Calls for a Ceasefire
The South Florida chapter of JVP held a rally in front of Sen. Rick Scott’s office Oct. 17 prompting him to introduce a resolution calling for the U.S. government to demand a ceasefire in Israel and Palestine and support humanitarian aid for people living in the Gaza strip, of which the death toll over the past weeks is at least three times as high and still growing. A similar resolution was introduced by the House of Representatives.
Roughly 100 people attended the demonstration. Four were arrested, including Levine, for protesting on the building’s entrance steps. Drivers passing by honked their horns in unison to protesters’ chants, expressing solidarity, while others shouted “We stand with Israel” from within their vehicles.
The U.S. is Israel’s biggest military ally, providing the country with billions of taxpayer dollars – and local governments unequivocally reflect that. On Oct. 17, Miami-Dade County commissioners unanimously approved a resolution supporting Israel and condemning Hamas. Mayor Daniella Levine Cava also announced an additional $25 million investment in Israeli bonds, bringing the county’s total investment to $76 million, according to a press release.
The city of Miami Beach has sent firefighters to help with the war effort in Israel, while municipalities with significant Jewish populations like Surfside and North Miami have expressed solidarity with Israel over the past weeks.
“It seems to me that, at this time, for governments to reflexively support Israel’s genocidal attacks over Gaza is simply indefensible,” Levine said. “We can all be sympathetic, mournful for those killed by the Hamas attacks, but all of us who have any sense of humanity ought to be standing up strongly against (the) indiscriminate slaughter of thousands and thousands of people living in Gaza.”
Martha Schoolman, another JVP member, seriously doubts the effectiveness of Israel’s air strikes on Gaza in bringing back hostages or defeating Hamas.
“The Israeli casualties in the attack on the 7th are horrific ... at the same time, how many Palestinian civilian lives are we taking in retaliation?” she said. “We can’t bomb our way out of this one.”
Rabbi Jeremy Barras of Temple Beth Am in Pinecrest, on the other hand, says the calls for a ceasefire are unprecedented.
“We fought ISIS for years,” said Barras, who also has family in Israel. “We fought Al-Qaeda for 20 years.
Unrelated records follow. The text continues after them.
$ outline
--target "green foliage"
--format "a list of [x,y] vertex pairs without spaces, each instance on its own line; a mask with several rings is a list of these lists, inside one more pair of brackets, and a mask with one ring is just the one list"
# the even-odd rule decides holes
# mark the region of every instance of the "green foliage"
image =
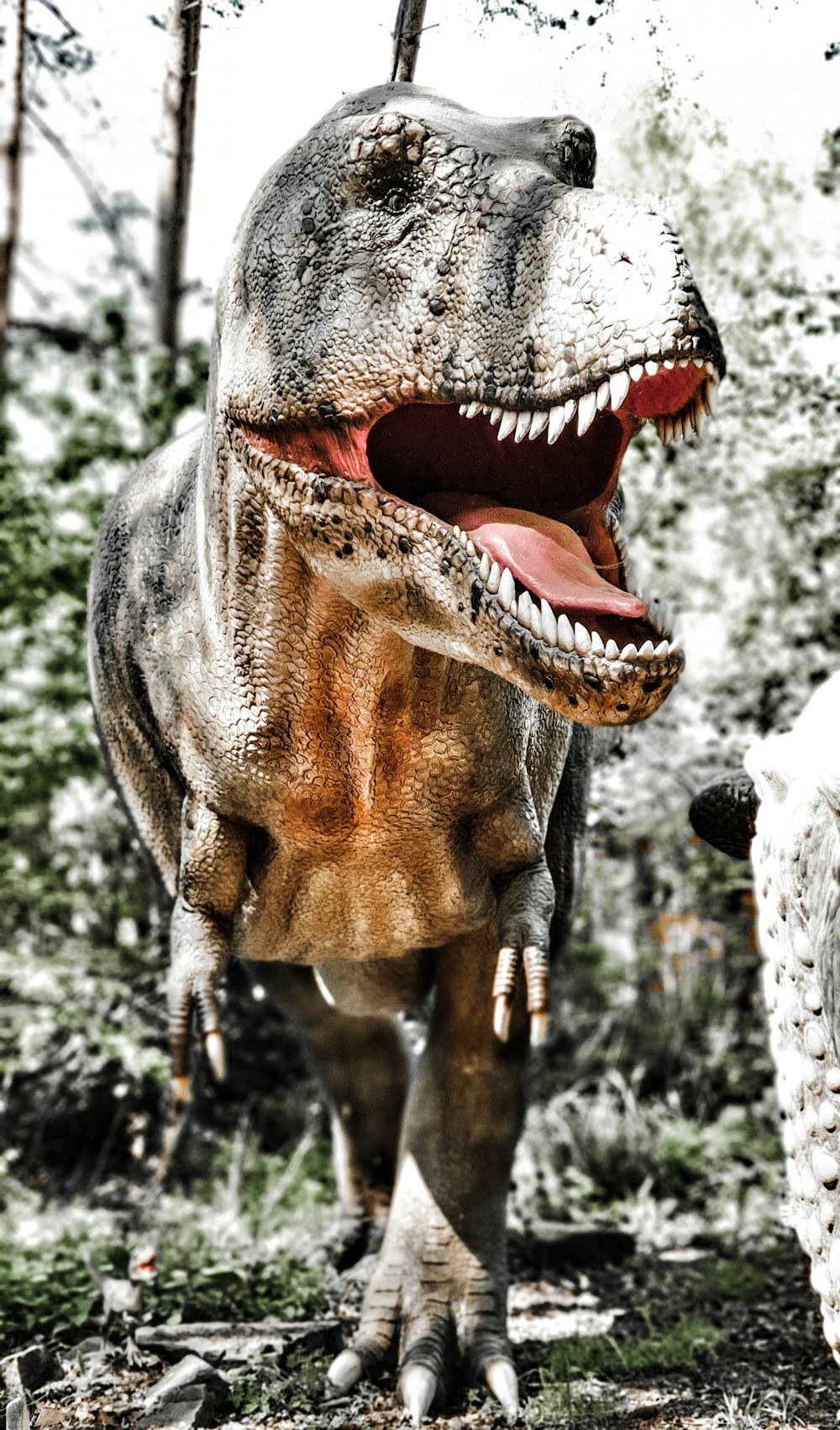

Israel fights Hamas for one week, and the world says you need to stop. That’s not justice.”
As far as the loss of civilian Palestinian’s lives goes, Barras says Hamas is the real culprit.
“You can’t slaughter people and then hide behind your own civilians and say that Israel is committing genocide,” he said. “The only people who would say that are people who are uninformed or people who are biased against Jews, and there’s no shortage of that.”
Antisemitism & Islamophobia
Although Barras says he believes in the right to criticize any democracy, including Israel, he fears that many are using those criticisms to push antisemitic agendas.
“All of these people who are running around college campuses and yelling, ‘From the river to the sea,’ and then saying they’re not antisemitic, that’s completely absurd,” said Barras. “What they’re really saying is, ‘The fact that you’re Jewish means you don’t have a right to live here.’”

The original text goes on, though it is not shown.